Prediction of the Water Activity in Multicomponent Solutions by a Simple and Accurate Equation and Derivation of Zdanovskii’s Rule

Abstract

A simple equation is derived for the prediction of the water activity as a function of the molal concentrations of a multicomponent mixture, a1(m2 , m3 ,.., mn+1). It consists basically of a series expansion whose coefficients are determined from the limiting behavior imposed by the thermodynamics of solutions. The validity of this equation was verified on 96 binary, ternary and quaternary systems involving electrolytic and molecular solutes as well as solutions containing both electrolytes and nonelectrolytes. The error was always lower than 1% for solutions with a 1 ≥ 0.90. For electrolytic solutions its applicability range is moderately concentrated and dilute solutions (maximum molality m max ≤ 1 mol·kg−1), while for the case of molecular solutes it extends to significantly more concentrated mixtures (3 ≤ m max /mol·kg−1 ≤ 6).

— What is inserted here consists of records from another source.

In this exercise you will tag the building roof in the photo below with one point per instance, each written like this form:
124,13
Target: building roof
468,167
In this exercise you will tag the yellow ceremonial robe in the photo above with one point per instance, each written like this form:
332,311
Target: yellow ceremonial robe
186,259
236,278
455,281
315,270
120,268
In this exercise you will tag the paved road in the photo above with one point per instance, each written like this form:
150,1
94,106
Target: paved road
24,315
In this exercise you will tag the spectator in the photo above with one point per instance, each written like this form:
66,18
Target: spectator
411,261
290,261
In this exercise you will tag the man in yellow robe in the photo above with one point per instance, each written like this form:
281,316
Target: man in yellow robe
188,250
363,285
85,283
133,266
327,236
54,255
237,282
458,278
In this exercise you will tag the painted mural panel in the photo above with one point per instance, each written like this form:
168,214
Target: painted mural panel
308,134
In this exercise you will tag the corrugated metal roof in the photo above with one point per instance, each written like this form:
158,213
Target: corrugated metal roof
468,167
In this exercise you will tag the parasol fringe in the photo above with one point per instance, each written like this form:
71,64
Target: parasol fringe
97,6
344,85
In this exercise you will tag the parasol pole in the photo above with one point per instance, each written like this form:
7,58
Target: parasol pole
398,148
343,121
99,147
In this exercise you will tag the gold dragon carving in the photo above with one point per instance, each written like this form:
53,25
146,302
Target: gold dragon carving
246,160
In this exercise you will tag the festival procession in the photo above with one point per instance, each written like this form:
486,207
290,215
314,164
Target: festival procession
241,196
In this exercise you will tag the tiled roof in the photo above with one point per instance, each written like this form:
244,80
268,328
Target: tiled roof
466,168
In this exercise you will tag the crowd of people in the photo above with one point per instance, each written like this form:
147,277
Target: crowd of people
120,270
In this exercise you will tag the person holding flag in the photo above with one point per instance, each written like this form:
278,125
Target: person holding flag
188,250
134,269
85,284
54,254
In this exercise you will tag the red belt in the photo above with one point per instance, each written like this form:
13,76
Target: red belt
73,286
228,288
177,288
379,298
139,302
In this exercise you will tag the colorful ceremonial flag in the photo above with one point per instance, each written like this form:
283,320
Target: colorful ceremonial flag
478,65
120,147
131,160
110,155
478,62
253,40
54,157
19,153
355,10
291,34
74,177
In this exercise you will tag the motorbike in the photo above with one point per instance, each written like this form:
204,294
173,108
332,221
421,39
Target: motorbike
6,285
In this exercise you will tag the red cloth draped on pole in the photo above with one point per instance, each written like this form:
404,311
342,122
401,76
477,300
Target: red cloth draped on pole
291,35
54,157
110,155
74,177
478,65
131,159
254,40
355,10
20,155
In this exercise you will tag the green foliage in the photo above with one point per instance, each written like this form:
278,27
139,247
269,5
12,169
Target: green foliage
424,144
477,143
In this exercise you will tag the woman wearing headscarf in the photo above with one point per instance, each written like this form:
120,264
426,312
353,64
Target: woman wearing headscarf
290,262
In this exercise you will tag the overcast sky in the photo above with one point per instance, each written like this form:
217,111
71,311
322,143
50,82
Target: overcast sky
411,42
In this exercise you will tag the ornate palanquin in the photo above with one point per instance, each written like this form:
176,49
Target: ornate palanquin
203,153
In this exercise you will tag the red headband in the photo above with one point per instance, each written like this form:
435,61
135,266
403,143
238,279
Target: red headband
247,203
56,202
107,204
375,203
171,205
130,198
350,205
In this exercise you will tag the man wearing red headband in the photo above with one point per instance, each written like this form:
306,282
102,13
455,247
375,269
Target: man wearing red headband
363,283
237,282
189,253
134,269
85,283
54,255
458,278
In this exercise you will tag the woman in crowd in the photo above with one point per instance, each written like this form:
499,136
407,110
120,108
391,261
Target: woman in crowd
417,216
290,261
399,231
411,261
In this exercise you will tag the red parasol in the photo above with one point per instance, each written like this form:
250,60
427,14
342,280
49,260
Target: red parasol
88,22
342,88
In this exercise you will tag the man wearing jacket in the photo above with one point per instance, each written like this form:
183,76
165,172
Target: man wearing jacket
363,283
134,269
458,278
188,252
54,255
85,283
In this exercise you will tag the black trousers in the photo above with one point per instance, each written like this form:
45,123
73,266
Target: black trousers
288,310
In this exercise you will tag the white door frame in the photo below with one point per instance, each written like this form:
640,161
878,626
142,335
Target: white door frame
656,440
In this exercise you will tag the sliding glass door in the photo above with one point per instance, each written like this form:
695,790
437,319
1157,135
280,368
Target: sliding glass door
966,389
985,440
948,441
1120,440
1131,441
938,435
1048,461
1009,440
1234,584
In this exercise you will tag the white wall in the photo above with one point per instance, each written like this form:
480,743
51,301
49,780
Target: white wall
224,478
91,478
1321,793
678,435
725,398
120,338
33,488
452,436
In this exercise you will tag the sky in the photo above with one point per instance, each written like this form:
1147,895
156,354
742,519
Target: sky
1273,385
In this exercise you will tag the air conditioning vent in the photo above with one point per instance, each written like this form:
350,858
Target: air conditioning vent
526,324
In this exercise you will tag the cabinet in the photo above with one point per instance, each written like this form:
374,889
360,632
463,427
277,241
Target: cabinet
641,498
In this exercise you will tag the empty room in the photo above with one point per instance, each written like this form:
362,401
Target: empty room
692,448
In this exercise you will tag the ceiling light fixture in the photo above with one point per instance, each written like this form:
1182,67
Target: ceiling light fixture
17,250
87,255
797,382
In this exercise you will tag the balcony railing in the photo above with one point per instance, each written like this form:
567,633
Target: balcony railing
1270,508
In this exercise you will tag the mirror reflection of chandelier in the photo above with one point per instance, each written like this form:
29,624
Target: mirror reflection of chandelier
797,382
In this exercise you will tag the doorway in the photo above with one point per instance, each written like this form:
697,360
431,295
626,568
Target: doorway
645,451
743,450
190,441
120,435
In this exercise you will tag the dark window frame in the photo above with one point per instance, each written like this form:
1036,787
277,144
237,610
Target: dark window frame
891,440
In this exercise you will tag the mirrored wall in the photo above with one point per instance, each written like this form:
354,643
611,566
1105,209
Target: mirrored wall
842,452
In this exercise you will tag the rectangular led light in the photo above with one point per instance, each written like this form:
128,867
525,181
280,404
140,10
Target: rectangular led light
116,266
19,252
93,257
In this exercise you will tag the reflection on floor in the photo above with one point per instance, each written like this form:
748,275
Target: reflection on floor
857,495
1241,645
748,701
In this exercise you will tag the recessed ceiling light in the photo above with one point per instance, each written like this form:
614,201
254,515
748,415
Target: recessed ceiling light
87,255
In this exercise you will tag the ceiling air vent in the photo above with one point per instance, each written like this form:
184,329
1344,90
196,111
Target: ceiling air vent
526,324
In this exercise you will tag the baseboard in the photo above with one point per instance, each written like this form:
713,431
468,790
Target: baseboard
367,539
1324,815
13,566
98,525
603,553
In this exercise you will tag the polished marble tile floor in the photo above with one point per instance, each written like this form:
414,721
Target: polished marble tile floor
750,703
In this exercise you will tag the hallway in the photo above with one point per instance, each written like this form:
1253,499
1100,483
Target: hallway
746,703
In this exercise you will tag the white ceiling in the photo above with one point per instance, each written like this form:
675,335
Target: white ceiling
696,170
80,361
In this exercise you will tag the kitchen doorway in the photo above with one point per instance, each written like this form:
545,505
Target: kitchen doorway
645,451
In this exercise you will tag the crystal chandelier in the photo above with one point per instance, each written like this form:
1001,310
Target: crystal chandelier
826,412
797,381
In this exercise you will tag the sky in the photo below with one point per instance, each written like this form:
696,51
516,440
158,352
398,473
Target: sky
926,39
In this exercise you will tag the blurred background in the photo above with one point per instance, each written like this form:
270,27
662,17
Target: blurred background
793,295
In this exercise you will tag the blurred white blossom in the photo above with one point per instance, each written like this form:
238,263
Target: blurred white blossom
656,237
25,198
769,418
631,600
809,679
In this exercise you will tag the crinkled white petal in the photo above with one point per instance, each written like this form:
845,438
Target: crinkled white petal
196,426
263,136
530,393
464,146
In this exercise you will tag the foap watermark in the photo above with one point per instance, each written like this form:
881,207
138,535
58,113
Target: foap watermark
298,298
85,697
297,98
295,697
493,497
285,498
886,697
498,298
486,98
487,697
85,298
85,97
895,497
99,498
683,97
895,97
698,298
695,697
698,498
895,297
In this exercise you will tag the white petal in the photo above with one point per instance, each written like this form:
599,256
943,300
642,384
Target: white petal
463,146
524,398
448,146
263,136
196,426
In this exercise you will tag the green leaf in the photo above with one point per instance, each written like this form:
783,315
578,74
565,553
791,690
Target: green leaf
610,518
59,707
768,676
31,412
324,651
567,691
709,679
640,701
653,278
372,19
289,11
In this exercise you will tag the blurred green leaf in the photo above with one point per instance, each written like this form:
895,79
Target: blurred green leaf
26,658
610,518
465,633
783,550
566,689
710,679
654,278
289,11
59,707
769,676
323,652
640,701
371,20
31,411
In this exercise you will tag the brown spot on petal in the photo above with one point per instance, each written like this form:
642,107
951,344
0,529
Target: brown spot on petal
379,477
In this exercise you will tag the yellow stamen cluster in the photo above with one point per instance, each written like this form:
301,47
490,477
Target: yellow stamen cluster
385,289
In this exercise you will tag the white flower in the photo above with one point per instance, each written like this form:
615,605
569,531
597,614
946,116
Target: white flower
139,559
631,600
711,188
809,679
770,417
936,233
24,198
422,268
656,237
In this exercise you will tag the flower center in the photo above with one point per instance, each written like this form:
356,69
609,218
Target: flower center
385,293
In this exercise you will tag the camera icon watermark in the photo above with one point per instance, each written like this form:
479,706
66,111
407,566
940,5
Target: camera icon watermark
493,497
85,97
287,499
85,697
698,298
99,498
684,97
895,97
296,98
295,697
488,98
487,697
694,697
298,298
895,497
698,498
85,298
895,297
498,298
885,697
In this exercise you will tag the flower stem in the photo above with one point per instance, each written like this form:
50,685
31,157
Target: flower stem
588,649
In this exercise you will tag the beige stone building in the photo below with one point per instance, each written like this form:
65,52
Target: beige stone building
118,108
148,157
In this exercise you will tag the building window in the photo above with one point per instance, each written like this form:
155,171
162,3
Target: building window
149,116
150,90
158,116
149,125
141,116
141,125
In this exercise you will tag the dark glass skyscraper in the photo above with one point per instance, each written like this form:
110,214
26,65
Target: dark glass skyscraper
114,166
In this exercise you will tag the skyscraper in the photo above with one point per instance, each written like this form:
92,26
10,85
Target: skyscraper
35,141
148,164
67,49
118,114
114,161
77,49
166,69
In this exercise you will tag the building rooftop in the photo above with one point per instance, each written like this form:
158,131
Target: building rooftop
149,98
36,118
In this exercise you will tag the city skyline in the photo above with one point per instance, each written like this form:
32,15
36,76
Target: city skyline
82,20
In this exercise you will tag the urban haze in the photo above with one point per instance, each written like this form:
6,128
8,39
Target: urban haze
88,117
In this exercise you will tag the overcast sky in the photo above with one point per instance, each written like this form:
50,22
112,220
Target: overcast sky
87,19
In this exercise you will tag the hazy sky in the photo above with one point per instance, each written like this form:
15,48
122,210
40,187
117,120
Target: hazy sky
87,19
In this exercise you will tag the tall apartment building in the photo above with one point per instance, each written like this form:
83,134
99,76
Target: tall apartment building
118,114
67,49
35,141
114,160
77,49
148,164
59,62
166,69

Moreover, it also allowed the derivation of a generalized form of Zdanovskii's rule for multicomponent systems involving both electrolytic and molecular solutes as well as the verification of the Frolov?Rard hypothesis. Finally, the equation was used for the estimation of the vapor pressure of ternary solutions of non-volatile solutes, showing better descriptive capabilities than those calculated by the application of the perturbed-chain statistical associated fluid theory (PC-SAFT).